Pasalnya berdasarkan ketentuan Undang-Undang No 23 tahun 2014 tentang pemerintah daerah, wakil gubernur adalah pembantu, yang tugasnya ditentukan oleh gubernur. Dia juga mengatakan, seharusnya Ahok diberikan laporan terkait pemberian izin penyelenggaraan PRJ tersebut.
"Apalagi, pembukaan acara itu nanti dihadiri juga oleh gubernur dan menteri, misalnya. Nanti kalau Ahok ditanya-tanya soal acara tersebut oleh menteri, lalu tidak bisa menjawab bagaimana," tutur Asep kepada Republika, Senin (1/6).
Dia menyatakan, tidak ada rencana yang komprehensif dan detail pada penyelenggaraan PRJ tahun ini. Karena terlihat tidak adanya koordinasi antara Ahok dengan Djarot.
Sebelumnya, Gubernur DKI Jakarta, Basuki Tjahaja Purnama menyesalkan pemberian izin Pesta Rakyat Jakarta (PRJ) di Senayan, Jakarta Pusat oleh Wakil Gubernur (Wagub), Djarot Saiful Hidayat. Bahkan, ia sampai menyinggung Djarot bukanlah pasangannya.

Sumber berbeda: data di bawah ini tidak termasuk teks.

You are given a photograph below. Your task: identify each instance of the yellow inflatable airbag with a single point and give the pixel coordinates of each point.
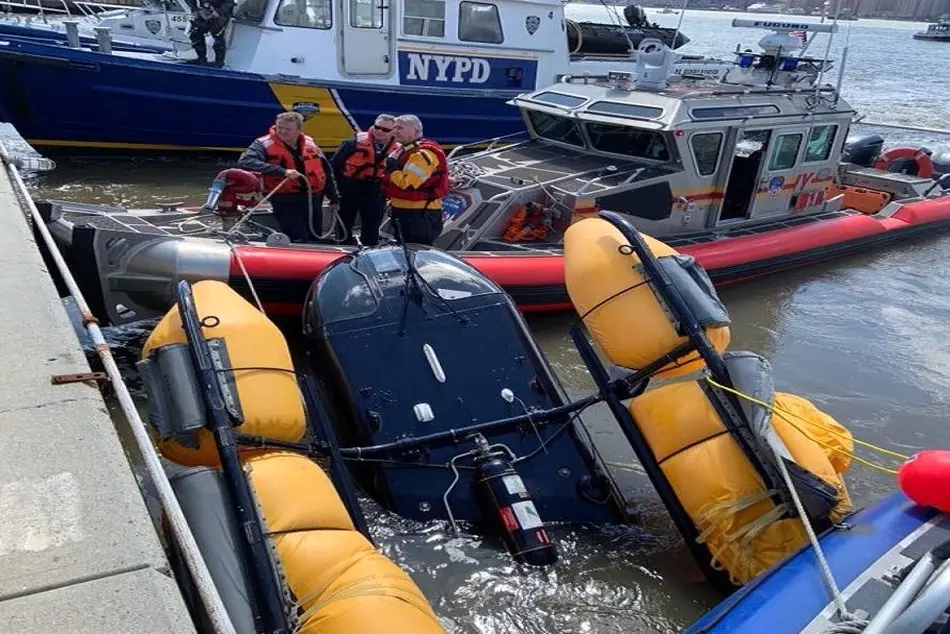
(342, 583)
(729, 502)
(632, 328)
(270, 400)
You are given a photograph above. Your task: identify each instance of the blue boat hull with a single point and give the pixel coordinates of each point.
(48, 36)
(787, 598)
(77, 101)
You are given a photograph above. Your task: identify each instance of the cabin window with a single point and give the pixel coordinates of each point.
(706, 148)
(424, 17)
(307, 14)
(820, 140)
(250, 10)
(733, 112)
(480, 22)
(554, 128)
(366, 14)
(628, 141)
(786, 152)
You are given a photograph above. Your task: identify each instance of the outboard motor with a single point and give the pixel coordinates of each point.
(444, 399)
(862, 150)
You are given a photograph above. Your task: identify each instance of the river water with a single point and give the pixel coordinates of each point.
(865, 338)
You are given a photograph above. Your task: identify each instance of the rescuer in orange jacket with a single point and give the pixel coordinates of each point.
(417, 178)
(286, 151)
(360, 168)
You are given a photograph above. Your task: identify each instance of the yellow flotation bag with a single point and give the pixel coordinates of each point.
(735, 516)
(341, 583)
(336, 579)
(269, 397)
(619, 309)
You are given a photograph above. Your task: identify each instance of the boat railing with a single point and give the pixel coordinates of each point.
(81, 8)
(492, 142)
(920, 599)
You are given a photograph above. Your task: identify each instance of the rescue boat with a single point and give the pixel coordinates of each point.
(771, 515)
(746, 174)
(287, 547)
(452, 63)
(482, 435)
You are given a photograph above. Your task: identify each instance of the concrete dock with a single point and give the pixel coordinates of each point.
(79, 553)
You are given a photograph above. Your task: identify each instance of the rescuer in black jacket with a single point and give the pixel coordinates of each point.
(209, 16)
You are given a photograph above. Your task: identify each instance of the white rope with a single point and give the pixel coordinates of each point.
(850, 623)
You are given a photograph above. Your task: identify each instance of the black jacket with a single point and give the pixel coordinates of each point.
(254, 159)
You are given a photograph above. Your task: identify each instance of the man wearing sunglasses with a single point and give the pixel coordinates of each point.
(360, 167)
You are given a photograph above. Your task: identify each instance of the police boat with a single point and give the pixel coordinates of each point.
(771, 513)
(156, 26)
(446, 409)
(451, 62)
(751, 175)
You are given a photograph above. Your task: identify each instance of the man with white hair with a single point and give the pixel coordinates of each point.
(417, 179)
(360, 168)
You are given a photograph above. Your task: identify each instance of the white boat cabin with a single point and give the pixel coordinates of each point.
(484, 45)
(680, 157)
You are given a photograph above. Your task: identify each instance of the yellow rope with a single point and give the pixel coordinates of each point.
(784, 414)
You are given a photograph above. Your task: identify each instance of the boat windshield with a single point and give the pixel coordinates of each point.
(555, 128)
(628, 141)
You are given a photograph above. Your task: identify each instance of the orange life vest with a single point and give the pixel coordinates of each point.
(433, 188)
(364, 163)
(528, 223)
(279, 154)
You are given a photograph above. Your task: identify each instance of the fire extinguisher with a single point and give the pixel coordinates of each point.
(506, 506)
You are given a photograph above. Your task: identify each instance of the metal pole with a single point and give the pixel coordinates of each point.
(896, 126)
(218, 614)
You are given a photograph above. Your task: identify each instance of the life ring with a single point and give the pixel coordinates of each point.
(925, 165)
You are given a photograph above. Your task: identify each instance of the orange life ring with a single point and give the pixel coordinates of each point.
(925, 165)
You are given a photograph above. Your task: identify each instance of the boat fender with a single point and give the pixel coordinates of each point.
(736, 517)
(752, 374)
(862, 150)
(620, 310)
(341, 583)
(924, 479)
(941, 163)
(920, 156)
(267, 401)
(696, 288)
(175, 406)
(506, 505)
(207, 506)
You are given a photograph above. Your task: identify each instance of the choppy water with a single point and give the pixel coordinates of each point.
(865, 338)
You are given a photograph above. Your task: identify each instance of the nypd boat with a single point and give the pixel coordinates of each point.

Dengan pembukaan PRJ tersebut, Ahok mengaku banyak pedagang yang dirugikan. Pedagang dimintakan tarif yang besar, namun tak sesuai dengan harga yang dibayarkan. Ahok mengatakan, PRJ Senayan dapat mengulangi kasus PRJ Monas. Banyak oknum yang menyewakan lapak kepada para pedagang.
Namun, Wakil Gubernur DKI Jakarta, Djarot Saiful Hidayat mengatakan Gubernur DKI Jakarta, Basuki Tjahaja Purnama telah mengetahui perihal memberikan izin pada penyelenggaraan Pesta Rakyat Jakarta (PRJ) di Senayan, Jakarta Pusat.
"Mungkin Pak Gubenur lupa yah dan kemarin (Ahad) sudah saya sampaikan kok itu, enggak ada masalah," kata Djarot di Balai Kota Jakarta, Senin (1/6).